On Jan 2, 2018 12:23 PM, "Charley Sheets" notifications@github.com wrote:

According to the logs we have, the following requests were outstanding at the time of the crash (log entries truncated here for ease of readability in the issue log):

+31039:5a4bd12b:3768|GET / HTTP/1.1|Host:sudoroom.org +31039:5a4bd12c:3769|GET /mediawiki/index.php?title=Mesh/Blog&action=feed&feed=atom HTTP/1.1|Host:sudoroom.org +31039:5a4bd12e:376a|GET /wiki/User_talk%3a178.154.243.79 HTTP/1.1|Host:sudoroom.org +31039:5a4bd12f:376b|GET /wp-content/uploads/2015/08/IMG_3195.jpg HTTP/1.1|Host:sudoroom.org +31107:5a4bd130:5452|GET /?title=GIT_Version_Control_for_Non_Coders&action=edit&mobileaction=toggle_view_mobile HTTP/1.1|Host:sudoroom.org +31039:5a4bd131:376c|GET / HTTP/1.1|Host:sudoroom.org +31107:5a4bd134:5453|GET /?em_ess=1&event_id=5500 HTTP/1.1|Host:bayareapublicschool.org +31039:5a4bd135:376d|GET /mediawiki/index.php?title=Special%3aWhatLinksHere/File%3aSudoRoom.png&limit=100&hidelinks=1 HTTP/1.1|Host:sudoroom.org +31039:5a4bd136:376e|GET /lists/listinfo/members HTTP/1.1|Host:sudoroom.org +31039:5a4bd143:376f|GET /pipermail/mesh/2013-July/000279.html HTTP/1.1|Host:sudoroom.org +31107:5a4bd14d:5454|GET /wp-content/uploads/2014/10/agua-viva-ND-lispector-tobler.pdf HTTP/1.1|Host:bayareapublicschool.org +31039:5a4bd151:3770|GET / HTTP/1.1|Host:sudoroom.org +31039:5a4bd15c:3771|GET /?title=Hackpack&action=edit&oldid=7062 HTTP/1.1|Host:sudoroom.org +31107:5a4bd15e:5455|GET /lists/listinfo/controllers HTTP/1.1|Host:sudoroom.org +31107:5a4bd162:5456|GET / HTTP/1.1|Host:sudoroom.org +31107:5a4bd16d:5457|GET / HTTP/1.1|Host:sudoroom.org +31107:5a4bd16e:5458|HEAD / HTTP/1.1|host:sudoroom.org

— You are receiving this because you are subscribed to this thread. Reply to this email directly, view it on GitHub https://github.com/sudoroom/sudo-infrastructure/issues/6#issuecomment-354866187, or mute the thread https://github.com/notifications/unsubscribe-auth/AHGZvxXCl_7k85D2oIwx_BgteRtnv8WXks5tGpAwgaJpZM4RPzd2 .

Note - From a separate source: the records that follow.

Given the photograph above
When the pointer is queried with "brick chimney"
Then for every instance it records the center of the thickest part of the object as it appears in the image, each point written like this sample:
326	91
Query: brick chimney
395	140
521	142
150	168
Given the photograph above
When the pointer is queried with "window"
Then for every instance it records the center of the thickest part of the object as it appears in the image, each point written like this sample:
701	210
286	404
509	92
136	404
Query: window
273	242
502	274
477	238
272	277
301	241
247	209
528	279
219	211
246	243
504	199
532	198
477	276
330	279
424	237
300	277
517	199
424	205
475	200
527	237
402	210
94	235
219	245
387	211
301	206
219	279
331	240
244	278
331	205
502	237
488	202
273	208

rcsheets commented 6 years ago

@matthewstewart we get HEAD requests frequently from Uptimebot and it usually doesn't cause a problem.

It's possible this isn't even triggered by a web request. We host other services on this box, such as mailman. Resource utilization by the list user has spiked right around the time of the last two crashes.

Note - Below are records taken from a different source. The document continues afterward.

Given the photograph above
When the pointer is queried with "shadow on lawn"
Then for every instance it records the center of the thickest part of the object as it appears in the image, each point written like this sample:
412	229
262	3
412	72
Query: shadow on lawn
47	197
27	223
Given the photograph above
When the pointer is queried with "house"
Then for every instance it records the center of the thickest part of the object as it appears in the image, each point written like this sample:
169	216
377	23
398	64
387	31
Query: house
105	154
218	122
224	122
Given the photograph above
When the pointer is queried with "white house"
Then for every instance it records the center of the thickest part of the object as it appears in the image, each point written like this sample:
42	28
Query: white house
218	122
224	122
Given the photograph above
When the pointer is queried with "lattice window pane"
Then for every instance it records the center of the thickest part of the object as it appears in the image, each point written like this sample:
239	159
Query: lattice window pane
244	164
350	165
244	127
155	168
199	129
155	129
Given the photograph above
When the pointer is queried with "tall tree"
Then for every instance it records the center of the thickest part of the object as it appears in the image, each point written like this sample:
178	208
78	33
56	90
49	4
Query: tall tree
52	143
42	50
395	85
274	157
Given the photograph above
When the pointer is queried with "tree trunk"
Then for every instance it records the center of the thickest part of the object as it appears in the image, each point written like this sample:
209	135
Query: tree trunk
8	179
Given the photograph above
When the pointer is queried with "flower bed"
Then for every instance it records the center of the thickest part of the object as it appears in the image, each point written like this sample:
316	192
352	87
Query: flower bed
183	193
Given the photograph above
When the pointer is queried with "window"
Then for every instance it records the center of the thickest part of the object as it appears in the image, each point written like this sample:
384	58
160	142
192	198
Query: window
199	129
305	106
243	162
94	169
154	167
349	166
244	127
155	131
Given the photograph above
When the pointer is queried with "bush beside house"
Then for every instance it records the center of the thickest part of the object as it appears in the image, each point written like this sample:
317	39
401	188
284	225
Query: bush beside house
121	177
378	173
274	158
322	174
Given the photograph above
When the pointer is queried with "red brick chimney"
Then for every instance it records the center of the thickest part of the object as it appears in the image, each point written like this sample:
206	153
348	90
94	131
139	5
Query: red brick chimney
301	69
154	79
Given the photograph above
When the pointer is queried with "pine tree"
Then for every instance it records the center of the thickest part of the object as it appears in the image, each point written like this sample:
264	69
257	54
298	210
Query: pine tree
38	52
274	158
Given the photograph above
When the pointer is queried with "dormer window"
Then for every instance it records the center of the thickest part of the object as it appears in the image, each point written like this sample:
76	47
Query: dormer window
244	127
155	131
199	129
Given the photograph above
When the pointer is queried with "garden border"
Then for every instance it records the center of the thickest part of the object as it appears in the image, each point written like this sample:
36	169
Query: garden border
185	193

rcsheets commented 6 years ago

It's down again. This time, according to tail -F, there were no outstanding HTTP requests at the time the system stopped responding. Huge spike in disk reads and memory usage by the list user. I'm going to stop investigating web requests and start looking at what mailman is doing. Unfortunately, I don't know much about mailman.

rcsheets commented 6 years ago

While looking at the mailman logs, I discovered and worked around #7.

rcsheets commented 6 years ago

Since the workaround for #7, we have not had any more system crashes. I do not understand why, but I'm closing this issue. Please reopen it if we experience any similar crashes in the future.